I’ve observed that as I get older I like change less. I’m not the first person to make this observation, but the pace of change is like no other in my lifetime. For the first twenty-five years of my life I didn’t pay a lot of attention to politics or world events. I do remember the Cuban Missile Crisis because my parents took me out of school, and together we filled our bathtub with water in preparation for an expected nuclear attack. And I remember the Tet Offensive and Walter Cronkite reporting on the evening news that the Viet Nam War was lost – and so it was.
During the last thirty- five years I’ve refocused my attention beyond my immediate horizon and conclude nothing is like it was when I came of age. In medical school I was taught the art of physical examination and diagnosis. Everyone studied the classic textbook, DeGowin’s Diagnostic Examination, which I still own. I found my old friend as I was emptying my office book shelves. The notes in the margins were still there though faded by time.
You see, there were no CAT Scanners or panels of blood tests when I began a career in internal medicine, and you needed all your observational and clinical skills when you and your sick patient were alone in the middle of the night. There is a famous painting called The Doctor that hangs in the Tate Gallery in London. It depicts a house call, a sick child and things aren’t going well. The doctor sits like Rodin’s sculpture, The Thinker, studying the child and hoping for inspiration. Similarly, I’ve often corrected young doctors too quick with the results of an echocardiogram (ultrasound of the heart) before describing their patient’s heart sounds. My advice was to hone their clinical skills because sometimes that’s all you’ve got in the middle of the night.
I have averaged 4000 patient visits a year for the last forty years. That’s a lot of heart and belly examinations and a huge comparative data base. Some years ago a patient presented to my office with what sounded like a viral syndrome and a secondary sinus infection. I did the necessary examination of her ears, nose and throat and listened to her heart and lungs. Because she was young she seldom saw me for care, choosing instead to see her OB-GYN. Perhaps it was a gut feeling (women have intuition!) or defensive medicine that made me examine her belly and discover the mass. Fortunately, her kidney cancer was discovered before it had spread and she was cured by surgery after her sinus infection was treated. The lesson – it takes so little to be thorough.

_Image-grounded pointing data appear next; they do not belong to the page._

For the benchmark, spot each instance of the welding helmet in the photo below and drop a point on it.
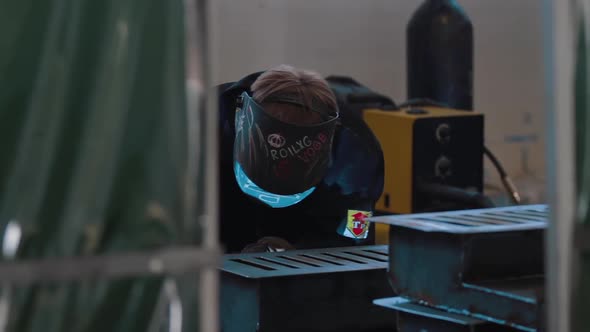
(276, 162)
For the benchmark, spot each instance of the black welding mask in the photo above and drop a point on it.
(276, 162)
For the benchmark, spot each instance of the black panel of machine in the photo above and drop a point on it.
(448, 151)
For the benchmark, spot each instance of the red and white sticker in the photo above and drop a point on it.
(357, 225)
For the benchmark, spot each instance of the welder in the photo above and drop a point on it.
(296, 170)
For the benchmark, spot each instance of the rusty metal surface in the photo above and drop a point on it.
(491, 270)
(504, 219)
(301, 262)
(306, 290)
(412, 317)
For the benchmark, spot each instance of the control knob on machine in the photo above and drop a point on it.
(443, 133)
(442, 167)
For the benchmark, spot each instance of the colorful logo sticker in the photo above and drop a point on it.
(357, 225)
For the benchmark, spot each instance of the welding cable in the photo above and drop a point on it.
(506, 181)
(448, 193)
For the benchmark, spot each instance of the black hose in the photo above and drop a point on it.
(506, 181)
(456, 195)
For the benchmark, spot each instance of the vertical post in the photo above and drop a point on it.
(202, 106)
(559, 59)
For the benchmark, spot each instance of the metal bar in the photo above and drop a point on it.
(559, 63)
(172, 261)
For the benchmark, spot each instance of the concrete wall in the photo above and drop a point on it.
(366, 40)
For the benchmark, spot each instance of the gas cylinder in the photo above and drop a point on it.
(440, 54)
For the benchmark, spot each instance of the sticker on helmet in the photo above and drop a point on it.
(357, 225)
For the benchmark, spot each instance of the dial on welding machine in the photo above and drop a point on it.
(426, 149)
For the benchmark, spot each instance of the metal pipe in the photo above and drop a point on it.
(558, 34)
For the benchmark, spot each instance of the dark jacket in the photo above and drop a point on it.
(353, 182)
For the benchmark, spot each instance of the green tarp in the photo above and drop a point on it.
(93, 150)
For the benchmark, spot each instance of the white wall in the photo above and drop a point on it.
(366, 40)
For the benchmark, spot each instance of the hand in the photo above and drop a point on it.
(268, 244)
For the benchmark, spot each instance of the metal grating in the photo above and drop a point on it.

Over the years I have led numerous medical missions in Central America. In the mountains of Guatemala there are no CAT scanners or blood tests, and the only technology is your stethoscope. When I was in Medical School the TV program MASH was popular, especially with young medical students. I thought I wanted to be a chest surgeon like Hawkeye Pierce who seemed to thrive in the crucible of trauma surgery. The Guatemalan bush is more primitive than Hawkeye’s Korea of the 1950s, yet life and death is far more real. My directive for the Americans on our mission team was that care is both a noun and a verb, but the noun is only possible if the verb comes first. Every patient had the stethoscopic symbol of American technology applied to their chest as the gift of touch and an instrument of care.
I sometimes feel that my stethoscope and my touch are no longer necessary in the New Order. These days, doctors complete patient records by checking electronic boxes on a computer screen. The record was perfect for the patient I saw last year. Her previous doctor’s examination and Pap smear did not mention the mass in her belly the size of a football. No one in the operating room believed the twenty-two pound tumor had materialized in six months. You be the judge of competency and a system that focuses on record keeping rather than care.
I’ll admit that I’ve quit looking at patient’s retinas as part of my regular exam. Perhaps I’m becoming specialized like so many other doctors, picking an organ to treat rather than a patient. Does it matter that doctors don’t routinely check their patients for hernias? I guess we should wait for a bulge in the groin or pain or an obstructed bowel. Perhaps the thorough exam I’ve done on patients all my life is not unnecessary or “cost effective” in the New Order. But how can you measure care or the value of touch? Some say it’s a well-documented medical record with all the appropriate screening tests ordered by surrogates; I say it is a verb that comes from the heart and is measured by a hand that is held and a pulse that is felt. Emily Dickinson once said that “Hope is the thing with feathers – that perches in the soul…” I might substitute the word care for hope.
Two thousand years ago The Master said, “It is not the healthy who need a doctor, but the sick” (Matthew 9:12). The New Order has turned the wisdom of the ages upside down and has institutionalized testing in the hopes of eventually reducing costs. What happens when all the money goes for fabulously expensive mandated screening tests and there’s nothing left over for the care of the old or sick?
Perhaps someone in the media should ask Obama.